Un autre axe d’observation possible pour analyser la place qu’occupent les étrangers à Marrakech est celui de l’évolution socio-spatiale de la médina. Dès le début des années 2000, A.

Escher y mettait en évidence le processus dit de gentrification qui correspond à un processus d’embourgeoisement corrélé à un processus de requalification du bâti ancien, enclenchés par le mouvement d’achat des maisons par les Occidentaux. La population étrangère directement active dans le mouvement d’achat est en réalité faible. En 2009, à Marrakech, l’équipe d’Escher dénombrait 1 500 propriétaires immobiliers dans le tissu urbain intra-muros, soit moins de 0,8 % de la population de la médina. On est donc très loin d’un quelconque phénomène d’envahissement. Cependant, les ruelles de la médina sont effectivement beaucoup plus fréquentées par des étrangers qu’avant, puisque les plus de 700 maisons d’hôtes ouvertes par des Occidentaux et des Marocains (25% d’entres elles en moyenne) drainent une circulation touristique importante dans les divers recoins de la médina. Il nous paraît dès lors que vu le faible nombre de résidents étrangers, parler de ville cosmopolite pour Marrakech semble excessif, sauf à assimiler ce qualificatif à celui de touristique.

En revanche, si le nombre des étrangers investisseurs est restreint en valeur absolue, les effets de leur présence en médina sont tout à fait significatifs. Le phénomène a entraîné la renaissance des savoir-faire locaux et de l’emploi dans le secteur du bâtiment et de l’artisanat mais aussi des services.  R. Bousta et A-C Kurzac ont montré à quel point les usages et fonctions des derb et des espaces privés étaient modifiés vers plus de passage, plus de ségrégation sociale ; mais aussi, vers moins de commerce de proximité, vers un surenchérissement de l’affichage et une sur-occupation des terrasses générant de nombreux problèmes de voisinage.

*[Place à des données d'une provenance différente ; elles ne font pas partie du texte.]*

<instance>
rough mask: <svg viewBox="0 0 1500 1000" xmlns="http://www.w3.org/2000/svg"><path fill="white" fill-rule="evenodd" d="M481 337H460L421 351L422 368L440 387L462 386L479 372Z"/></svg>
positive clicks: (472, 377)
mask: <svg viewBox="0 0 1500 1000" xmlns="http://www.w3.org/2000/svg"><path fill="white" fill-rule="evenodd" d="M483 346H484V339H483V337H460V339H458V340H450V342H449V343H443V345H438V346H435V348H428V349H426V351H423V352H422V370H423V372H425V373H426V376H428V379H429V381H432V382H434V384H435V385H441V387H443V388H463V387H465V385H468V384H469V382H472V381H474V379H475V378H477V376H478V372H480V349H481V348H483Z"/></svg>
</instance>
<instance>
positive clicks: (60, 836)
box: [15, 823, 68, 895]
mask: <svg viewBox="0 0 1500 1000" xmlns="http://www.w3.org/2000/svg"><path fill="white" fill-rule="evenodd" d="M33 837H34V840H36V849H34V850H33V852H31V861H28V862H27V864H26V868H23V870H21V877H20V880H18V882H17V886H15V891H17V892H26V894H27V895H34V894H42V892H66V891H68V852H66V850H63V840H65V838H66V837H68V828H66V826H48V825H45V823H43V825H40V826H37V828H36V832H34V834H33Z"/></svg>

Q. Wilbaux voit quant à lui deux tendances différentes dans le mouvement des transformations de la médina consécutif à l’arrivée des étrangers : d’un côté, des quartiers où près d’un quart des maisons sont achetées par des Européens, avec les conséquences soulevées plus haut ; et d’un autre côté, des quartiers dont on parle moins… ceux où les habitants ont peu déménagé et qui, ayant peu à peu accédé à un meilleur niveau de vie, ont ouvert des maisons d’hôtes, monté des étages, détruit leur maison en terre et reconstruit en béton armé…

Et là, paradoxalement, il arrive que ce soit plutôt la vue des hautes maisons marocaines modernisées qui plonge sur les terrasses des maisons de terre des Européens.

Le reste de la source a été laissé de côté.